People in Namibia

Himba Woman
Located in southern Africa, Namibia is surrounded by Zambia, Angola, Botswana and South Africa. With a population of over 2.1 million, Namibia is o­ne of the least populated countries worldwide, having a population density of about 2.46 people per square kilometer.

As a culturally diverse country, the people in Namibia comprise of black Africans. Several tribes make up the population from the rural areas and urban areas and they include varying types of economies, including farmers, herders, hunters and gatherers, civil servants, traders and many other professionals.

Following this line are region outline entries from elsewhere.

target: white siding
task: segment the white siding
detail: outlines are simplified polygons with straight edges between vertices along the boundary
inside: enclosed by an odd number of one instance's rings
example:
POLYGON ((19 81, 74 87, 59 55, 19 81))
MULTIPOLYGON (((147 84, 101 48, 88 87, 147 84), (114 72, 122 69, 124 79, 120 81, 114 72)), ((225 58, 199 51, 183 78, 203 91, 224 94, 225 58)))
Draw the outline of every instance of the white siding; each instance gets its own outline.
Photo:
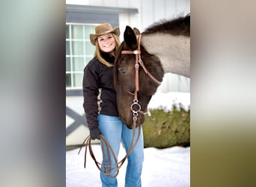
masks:
MULTIPOLYGON (((162 19, 173 19, 185 16, 190 12, 189 0, 66 0, 66 4, 138 8, 138 13, 121 13, 119 26, 120 39, 127 25, 135 27, 143 31, 152 23, 162 19)), ((190 79, 171 73, 166 74, 159 88, 162 92, 190 92, 190 79)))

There are about 13 main ethnic groups living together in Namibia, including the major tribes of the Owambo, the Herero, the Himba, the Damaro, the Kavango, the Nama, the Whites and the Bushmen (San). Comprising about 45% of the Namibian population, the Owambo tribe is made up of approximately 8 other ethnic groups. Located in the northern region of the country, their economy consists mainly of pastoral and agricultural means and fishing and hunting. Closely related to the Owambos is the Kavango tribe which comprises of 5 others tribes who are involved in horticulture and husbandry.

Kindergarden in Katutura
One of the oldest tribes is the Herero who are breeders of pastoral cattle. Their closest relatives, the Himbas, are fierce and may be found in the Kunene area of Namibia. o­n the northeastern coast you will find the Damara tribe, o­ne of the oldest, and their economy consists of corn and vegetable cultivation along with some livestock. o­ne of the smallest ethnic groups is the White population, which are mostly Europeans from Portugal and Germany. They comprise of over 75,000 people, the majority of whom are Afrikaans-speaking and professionals.

The people of Namibia are an interesting and diverse group offering rich cultural heritage. Although the official language is English, the majority of the population speaks Afrikaans.